Diese Fragen gehören ins Erstgespräch
Klären Sie drei Punkte von Anfang an: die Einschätzung Ihrer Lage (Rechte, Risiken, Erfolgsaussichten), die Strategie (Verhandlung, Prozess, Mediation?) und die Kosten (Abrechnungsart, Kostenvorschuss, geschätztes Gesamtbudget).
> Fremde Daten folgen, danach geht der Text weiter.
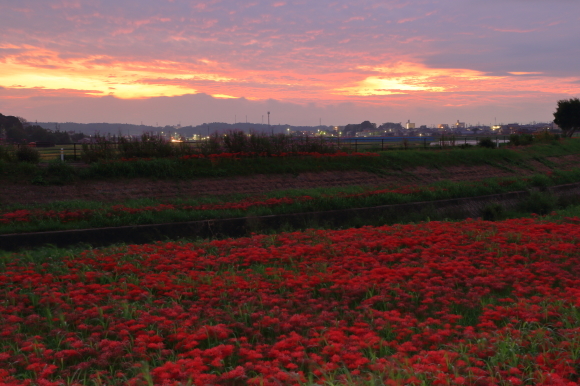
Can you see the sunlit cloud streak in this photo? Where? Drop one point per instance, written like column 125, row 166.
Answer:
column 380, row 55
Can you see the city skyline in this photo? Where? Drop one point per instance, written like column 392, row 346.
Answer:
column 332, row 62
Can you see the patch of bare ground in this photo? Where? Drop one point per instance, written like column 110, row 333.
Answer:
column 119, row 190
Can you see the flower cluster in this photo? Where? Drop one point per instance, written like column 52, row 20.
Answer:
column 470, row 303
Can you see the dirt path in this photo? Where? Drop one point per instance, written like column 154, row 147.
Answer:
column 166, row 189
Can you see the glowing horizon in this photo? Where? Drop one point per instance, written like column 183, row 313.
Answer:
column 377, row 57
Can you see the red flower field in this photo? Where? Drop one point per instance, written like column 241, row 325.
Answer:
column 468, row 303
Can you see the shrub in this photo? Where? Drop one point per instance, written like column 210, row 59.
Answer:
column 493, row 212
column 27, row 154
column 487, row 142
column 7, row 153
column 60, row 173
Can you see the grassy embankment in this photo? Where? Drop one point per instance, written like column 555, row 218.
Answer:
column 387, row 162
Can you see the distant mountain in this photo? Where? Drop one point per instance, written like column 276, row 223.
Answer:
column 187, row 131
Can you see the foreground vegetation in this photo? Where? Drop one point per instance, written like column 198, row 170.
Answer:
column 473, row 303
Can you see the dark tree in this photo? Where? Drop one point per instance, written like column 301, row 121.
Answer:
column 567, row 116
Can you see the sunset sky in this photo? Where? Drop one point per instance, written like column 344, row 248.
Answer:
column 345, row 61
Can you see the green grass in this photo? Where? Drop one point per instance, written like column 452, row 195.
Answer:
column 324, row 199
column 387, row 162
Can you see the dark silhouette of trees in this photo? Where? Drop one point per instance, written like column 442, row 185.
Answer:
column 567, row 116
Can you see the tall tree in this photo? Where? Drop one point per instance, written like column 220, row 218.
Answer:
column 567, row 116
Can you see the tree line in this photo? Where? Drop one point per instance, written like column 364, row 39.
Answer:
column 17, row 130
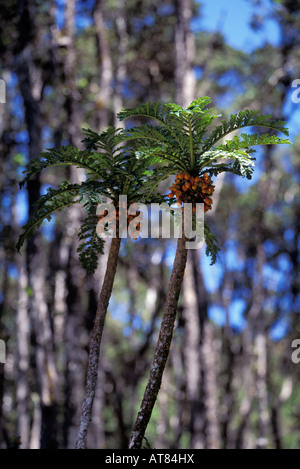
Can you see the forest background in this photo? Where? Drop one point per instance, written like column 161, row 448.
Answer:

Fragen Sie auch nach laufenden Fristen: Im schweizerischen Recht verwirken oder verjähren viele Ansprüche: Fristen zur Anfechtung einer Kündigung, für Klagen, für die Einsprache gegen einen Strafbefehl usw. Das ist oft die dringendste Information des ersten Gesprächs.
Nach dem Gespräch
Eine seriöse Anwältin bestätigt Mandat, Umfang und Abrechnungskonditionen in der Regel schriftlich. Lesen Sie dieses Dokument vor der Unterschrift und fragen Sie bei Unklarheiten nach. Es steht Ihnen frei, nicht weiterzumachen oder für eine Zweitmeinung eine andere Kanzlei zu konsultieren.
Häufige Fragen
Ist die Erstberatung kostenpflichtig?
Das hängt von der Kanzlei ab: Manche bieten ein kurzes Erstgespräch unentgeltlich an, andere verrechnen es zum Stundenansatz oder zu einer angekündigten Pauschale. Fragen Sie bei der Terminvereinbarung ausdrücklich danach.
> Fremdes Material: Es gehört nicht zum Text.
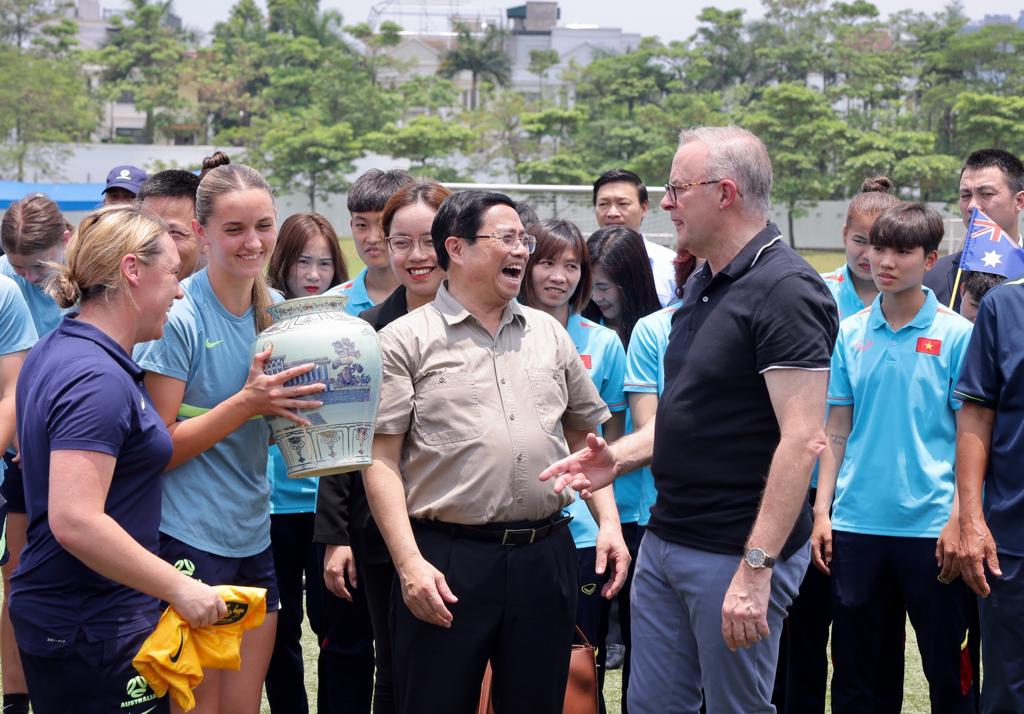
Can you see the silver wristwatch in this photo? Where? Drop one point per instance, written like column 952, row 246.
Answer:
column 758, row 558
Was soll ich zum ersten Termin mitbringen?
Alle Unterlagen zum Fall (Verträge, Korrespondenz, Entscheide, Beweismittel), einen Ausweis und wenn möglich eine schriftliche Chronologie. Bringen Sie auch ungünstig erscheinende Dokumente mit: Nur wer alles kennt, berät richtig.
Ist das Gespräch mit einem Anwalt vertraulich?
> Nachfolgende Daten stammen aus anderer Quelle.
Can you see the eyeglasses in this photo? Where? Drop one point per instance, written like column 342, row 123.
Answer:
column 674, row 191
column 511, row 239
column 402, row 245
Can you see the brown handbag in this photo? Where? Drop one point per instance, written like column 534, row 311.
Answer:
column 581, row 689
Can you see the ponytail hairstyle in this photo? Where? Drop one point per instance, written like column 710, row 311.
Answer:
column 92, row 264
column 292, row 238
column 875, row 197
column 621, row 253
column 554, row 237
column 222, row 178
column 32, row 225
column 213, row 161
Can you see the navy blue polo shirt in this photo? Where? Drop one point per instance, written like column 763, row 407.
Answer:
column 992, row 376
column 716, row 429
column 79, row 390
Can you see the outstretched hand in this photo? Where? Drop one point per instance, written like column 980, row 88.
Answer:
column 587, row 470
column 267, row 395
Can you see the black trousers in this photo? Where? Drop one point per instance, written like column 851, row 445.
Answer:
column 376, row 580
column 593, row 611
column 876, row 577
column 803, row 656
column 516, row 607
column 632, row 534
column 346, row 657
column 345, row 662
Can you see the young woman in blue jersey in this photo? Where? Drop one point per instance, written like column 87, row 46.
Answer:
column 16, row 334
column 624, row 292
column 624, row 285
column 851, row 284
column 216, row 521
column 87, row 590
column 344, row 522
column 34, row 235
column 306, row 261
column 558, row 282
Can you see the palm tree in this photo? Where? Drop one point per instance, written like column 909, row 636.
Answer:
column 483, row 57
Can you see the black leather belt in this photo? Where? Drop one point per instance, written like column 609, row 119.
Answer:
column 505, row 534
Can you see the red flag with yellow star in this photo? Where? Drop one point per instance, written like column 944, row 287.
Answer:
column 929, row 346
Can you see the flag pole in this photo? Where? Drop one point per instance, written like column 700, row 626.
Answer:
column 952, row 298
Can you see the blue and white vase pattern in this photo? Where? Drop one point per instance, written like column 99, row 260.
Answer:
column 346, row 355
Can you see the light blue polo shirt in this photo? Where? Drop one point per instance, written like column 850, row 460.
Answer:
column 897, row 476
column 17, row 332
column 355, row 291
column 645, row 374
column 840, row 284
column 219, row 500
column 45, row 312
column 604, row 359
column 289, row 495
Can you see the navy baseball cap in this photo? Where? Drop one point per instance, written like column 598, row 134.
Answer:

Ja. Das Anwaltsgeheimnis ist durch Art. 321 StGB und Art. 13 BGFA geschützt. Es umfasst alles, was Sie der Anwältin im Rahmen ihrer Berufstätigkeit anvertrauen, auch wenn kein Mandat zustande kommt.
Kann ich den Anwalt während des Verfahrens wechseln?
Ja, jederzeit. Sie schulden das Honorar für die bereits geleistete Arbeit; die neue Anwältin übernimmt das Dossier, und die bisherige muss die Akten herausgeben.